However, this doesn explain why @John Light has the same issues on his cisco devices.
is it possible to remove all ESX disks from monitoring?
I remember I had an issue when I was using the direct method for polling.
The only method for which to exclude hardware sensors from SAM's Hardware Health Monitoring is through the method discussed in this thread. I would concur that the CIM method is more likely to work than the VMware API through the vCenter simply because it's more closely associated with the host, but I can't say definitively that it will resolve your issue without first trying it.
Ok thanks,changing it to poll through ESX directly works, Is there a downside to using this method to polling the hosts?
None. In fact you're likely to gather richer more complete hardware health information using CIM (direct) then using the VMware API (vCenter).
I am now having this same issue for the same sensors, but so far with only a single device and a much lower frequency.

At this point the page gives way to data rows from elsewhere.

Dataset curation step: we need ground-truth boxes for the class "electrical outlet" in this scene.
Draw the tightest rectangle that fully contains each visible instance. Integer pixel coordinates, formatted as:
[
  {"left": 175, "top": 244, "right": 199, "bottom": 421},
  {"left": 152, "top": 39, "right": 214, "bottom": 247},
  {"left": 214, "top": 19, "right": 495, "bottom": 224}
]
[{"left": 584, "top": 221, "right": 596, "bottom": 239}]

Did you ever find a solution?
What type of device is this occurring on?
Cisco ASR 1002. The specific sensors are for a SPA-1X10GE-L-V2 with XFP-10G-MM-SR optics.
Perhaps you are looking too far up the stack for the solution to your issue. SolarWinds Hardware monitoring is driven by the Rediscovery process. As you disable sensors, they go silent, until the Node is rediscovered...
You should try poking a value into your snmpd.conf file on the device. This file is similar in function to the hosts file on a windows box in that it is read at system initiation and will trump the actual value in the snmp stack for the oid in question.
Using this method will not impact other nodes rediscovery or hardware monitoring, allows you to tune the spurious status collection and keeps the solution very focused.
I find it is also good practice to annotate this action in the Notes field on the Node in question, in case hardware changes.
While this is not ideal, it is workable and produces the desired results.